Un chocolat qui exploite tout le potentiel du fruit du cacao
En bref
- Des scientifiques de l'ETH Zurich ont mis au point un type de chocolat plus durable et plus nutritif que les variétés conventionnelles.
- Le chocolat aux fruits de cacao utilise de la gelée de fruits de cacao pour remplacer le sucre en poudre, ce qui permet de réduire la teneur en sucre et d'augmenter la valeur nutritionnelle du produit.
- Cette nouvelle recette de chocolat a également le potentiel de diversifier les sources de revenus des petits agriculteurs et petites agricultrices.

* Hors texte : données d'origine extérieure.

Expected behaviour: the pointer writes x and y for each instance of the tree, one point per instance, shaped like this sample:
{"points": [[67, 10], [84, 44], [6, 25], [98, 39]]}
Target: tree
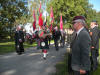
{"points": [[69, 9], [10, 10]]}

Pour beaucoup, le chocolat est un délice sucré : ses principaux composants sont la pâte de cacao et le beurre de cacao, qui sont extraits du fruit du cacao. Ce que l'on sait moins, en revanche, c'est que le fruit du cacao contient d'autres ingrédients précieux qui ont été sous-utilisés jusqu'à présent. Des chercheuses et chercheurs de l'ETH Zurich ont joint leurs forces à celles de l'industrie du chocolat pour étudier le potentiel d'utilisation maximale du fruit du cacao, ce qui augmenterait la rentabilité de la culture du cacao tout en faisant du chocolat un plaisir plus sain. Dans le cadre d'un projet Innosuisse, une équipe de recherche dirigée par Erich Windhab, professeur émérite à l'ETH Zurich, a collaboré avec la start-up Koa, qui se consacre à la culture durable des fruits du cacao, et le fabricant suisse de chocolat Felchlin pour développer une recette de chocolat aux fruits du cacao.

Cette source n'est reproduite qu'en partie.